A comparison of the parameter estimation results (Stages 1 and 2) shows that the parameters for the first quadrant were similar for both Cell 1 and Cell 2. The most significant difference in the estimation stages was R s h , which affected the second quadrant behavior in the Bishop model. For that parameter, Cell 1 exhibited differences of 36.6 ( Ω ) between SDM and the Bishop model from its mean values (see Table 3 and Table 10) and 28.5 ( Ω ) from the best results (see Table 5 and Table 9). For Cell 2, those values were 302.1 ( Ω ) and 90.8 ( Ω ) , respectively. This analysis shows that I–V experimental curves, which include the first and second quadrant, are necessary for estimating the parameters of the Bishop model.
This study found differences in the behavior of the I–V curve of mc-SI and pc-SI cells at important points, such as the short-circuit current I s c and the maximum power point ( V m p p , I m p p ) . Those variations are reflected in the estimation of the parameters of the Bishop model, as shown in Table 9. Such differences are noticeable not only in the first quadrant, but also in the second quadrant, since the three parameters defining that behavior (a, m and V b r ) show considerable variations depending on the type of cell technology. Therefore, not only parameters but also search ranges should be defined according to the technology of the cells under analysis.
It is important to emphasize that the parameters of the first quadrant also affected both the result of estimating the parameters of the second quadrant and the reproduction of I–V curve in that quadrant; therefore, using values taken from the literature can introduce significant errors in the estimation of the I–V curve. Thus, the solution presented in this paper is a tool to improve the analysis of the cell when it is exposed to partial shading, enabling an accurate representation using the Bishop model.
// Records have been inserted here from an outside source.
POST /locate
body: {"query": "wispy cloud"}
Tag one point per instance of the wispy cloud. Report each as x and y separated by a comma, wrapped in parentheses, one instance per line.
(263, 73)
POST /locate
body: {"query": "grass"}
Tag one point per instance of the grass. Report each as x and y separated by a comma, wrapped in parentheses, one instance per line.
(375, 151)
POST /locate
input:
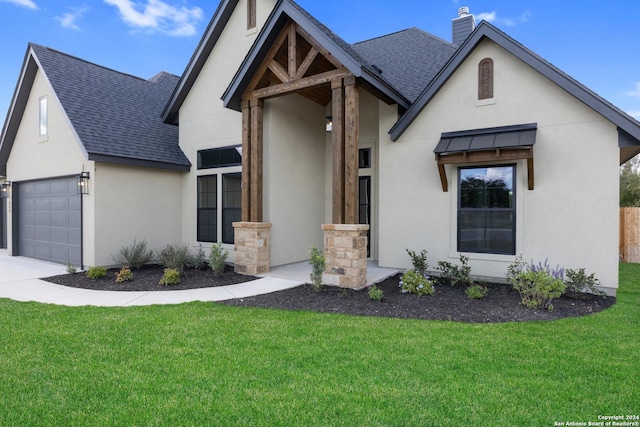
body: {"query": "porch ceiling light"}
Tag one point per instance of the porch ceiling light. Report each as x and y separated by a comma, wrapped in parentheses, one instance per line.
(329, 124)
(5, 190)
(83, 183)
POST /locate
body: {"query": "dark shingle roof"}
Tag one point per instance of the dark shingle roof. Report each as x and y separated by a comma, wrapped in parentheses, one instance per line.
(116, 115)
(408, 59)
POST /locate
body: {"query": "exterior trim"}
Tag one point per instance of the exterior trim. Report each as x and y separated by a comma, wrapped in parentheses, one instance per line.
(572, 86)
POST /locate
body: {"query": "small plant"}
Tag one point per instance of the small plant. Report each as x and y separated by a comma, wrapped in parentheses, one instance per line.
(96, 272)
(174, 257)
(375, 293)
(199, 259)
(455, 275)
(577, 281)
(413, 282)
(171, 276)
(476, 291)
(317, 268)
(537, 284)
(124, 275)
(419, 261)
(135, 255)
(217, 258)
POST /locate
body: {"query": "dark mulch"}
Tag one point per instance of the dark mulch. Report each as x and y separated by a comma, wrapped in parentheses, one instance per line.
(502, 304)
(449, 303)
(147, 278)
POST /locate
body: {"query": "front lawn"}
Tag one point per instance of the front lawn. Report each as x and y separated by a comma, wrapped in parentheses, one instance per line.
(207, 364)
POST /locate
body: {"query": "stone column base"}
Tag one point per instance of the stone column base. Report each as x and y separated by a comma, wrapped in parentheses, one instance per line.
(345, 253)
(252, 247)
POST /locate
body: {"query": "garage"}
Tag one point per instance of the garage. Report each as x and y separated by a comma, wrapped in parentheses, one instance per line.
(50, 220)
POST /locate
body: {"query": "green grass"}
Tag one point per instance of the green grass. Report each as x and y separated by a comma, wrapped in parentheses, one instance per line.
(205, 364)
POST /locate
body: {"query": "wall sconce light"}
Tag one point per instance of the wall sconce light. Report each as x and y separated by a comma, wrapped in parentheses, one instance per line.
(5, 190)
(329, 124)
(83, 183)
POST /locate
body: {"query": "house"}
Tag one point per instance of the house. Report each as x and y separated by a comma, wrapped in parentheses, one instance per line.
(280, 136)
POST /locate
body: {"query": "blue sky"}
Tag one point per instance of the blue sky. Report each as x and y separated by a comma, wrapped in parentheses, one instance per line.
(595, 42)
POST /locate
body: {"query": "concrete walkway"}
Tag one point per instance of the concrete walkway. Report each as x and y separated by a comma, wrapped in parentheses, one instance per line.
(20, 281)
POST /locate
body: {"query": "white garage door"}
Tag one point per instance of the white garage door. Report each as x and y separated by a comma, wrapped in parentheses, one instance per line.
(49, 224)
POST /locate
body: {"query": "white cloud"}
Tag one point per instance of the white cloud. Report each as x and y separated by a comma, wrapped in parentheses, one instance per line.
(68, 19)
(493, 18)
(157, 15)
(26, 3)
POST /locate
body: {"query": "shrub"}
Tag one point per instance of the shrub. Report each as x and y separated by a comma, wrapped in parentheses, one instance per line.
(375, 293)
(476, 291)
(217, 258)
(414, 283)
(96, 272)
(124, 275)
(317, 268)
(135, 255)
(419, 261)
(537, 284)
(174, 257)
(171, 276)
(455, 274)
(199, 260)
(577, 281)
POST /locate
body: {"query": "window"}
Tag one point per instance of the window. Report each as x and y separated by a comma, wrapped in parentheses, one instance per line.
(486, 210)
(43, 116)
(219, 194)
(485, 79)
(251, 14)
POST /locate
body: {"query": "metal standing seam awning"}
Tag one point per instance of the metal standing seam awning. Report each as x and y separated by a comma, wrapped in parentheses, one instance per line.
(487, 145)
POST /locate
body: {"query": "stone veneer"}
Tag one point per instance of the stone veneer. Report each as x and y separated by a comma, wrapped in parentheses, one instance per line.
(345, 252)
(252, 246)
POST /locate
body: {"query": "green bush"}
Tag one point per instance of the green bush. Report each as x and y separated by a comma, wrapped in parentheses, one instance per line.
(419, 261)
(124, 275)
(317, 268)
(171, 276)
(198, 260)
(414, 283)
(174, 257)
(476, 291)
(218, 258)
(375, 293)
(577, 281)
(455, 275)
(96, 272)
(537, 286)
(135, 255)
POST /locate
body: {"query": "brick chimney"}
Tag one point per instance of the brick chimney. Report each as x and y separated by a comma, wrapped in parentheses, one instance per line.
(462, 26)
In this way, tools oriented to quantifying shading losses and studies of degradation caused by hot-spots and aging, among other issues, can be developed by using the proposed methodology; this providing a suitable compromise between accuracy and complexity.
Finally, future studies should be focused on evaluating the performance of other optimization techniques for estimating the parameters of photovoltaic cells, for both the first and second quadrant, using the Bishop model. Moreover, performing experiments on a large number of commercial PV cells with different technologies (thin-film, bi-facial and PERC, among others) could be useful for the scientific community, since accurate parameters for both the first and second quadrant could be provided. On the other hand, it is important to evaluate the performance of the proposed approach by considering dynamic operating conditions in terms of temperature and irradiance.

Author Contributions

Conceptualization, B.J.R.-C., J.M., C.A.R.-P., L.A.T.-G. and M.L.O.-G.; methodology, B.J.R.-C., J.M., C.A.R.-P., L.A.T.-G. and M.L.O.-G.; software, B.J.R.-C. and J.M.; validation, B.J.R.-C., J.M., C.A.R.-P., L.A.T.-G. and M.L.O.-G.; writing—original draft preparation, B.J.R.-C. and J.M.; writing—review and editing, B.J.R.-C., J.M., C.A.R.-P., L.A.T.-G. and M.L.O.-G. All authors have read and agreed to the published version of the manuscript.

Funding

This research study and the APC were funded by Minciencias—Ministerio de Ciencia, Tecnología e Innovación—Instituto tecnológico Metropolitano, Universidad Nacional de Colombia and Universidad del Valle, under the research project Estrategias de dimensionamiento, planeación y gestión inteligente de energía a partir de la integración y la optimización de las fuentes no convencionales, los sistemas de almacenamiento y cargas eléctricas, que permitan la generación de soluciones energéticas confiables para los territorios urbanos y rurales en Colombia” (Minciencias code 71148), which belongs to the research program “Estrategias para el desarrollo de sistemas energéticos sostenibles, confiables, eficientes y accesibles para el futuro de Colombia” (Minciencias code 1150-852-70378, Hermes code 46771).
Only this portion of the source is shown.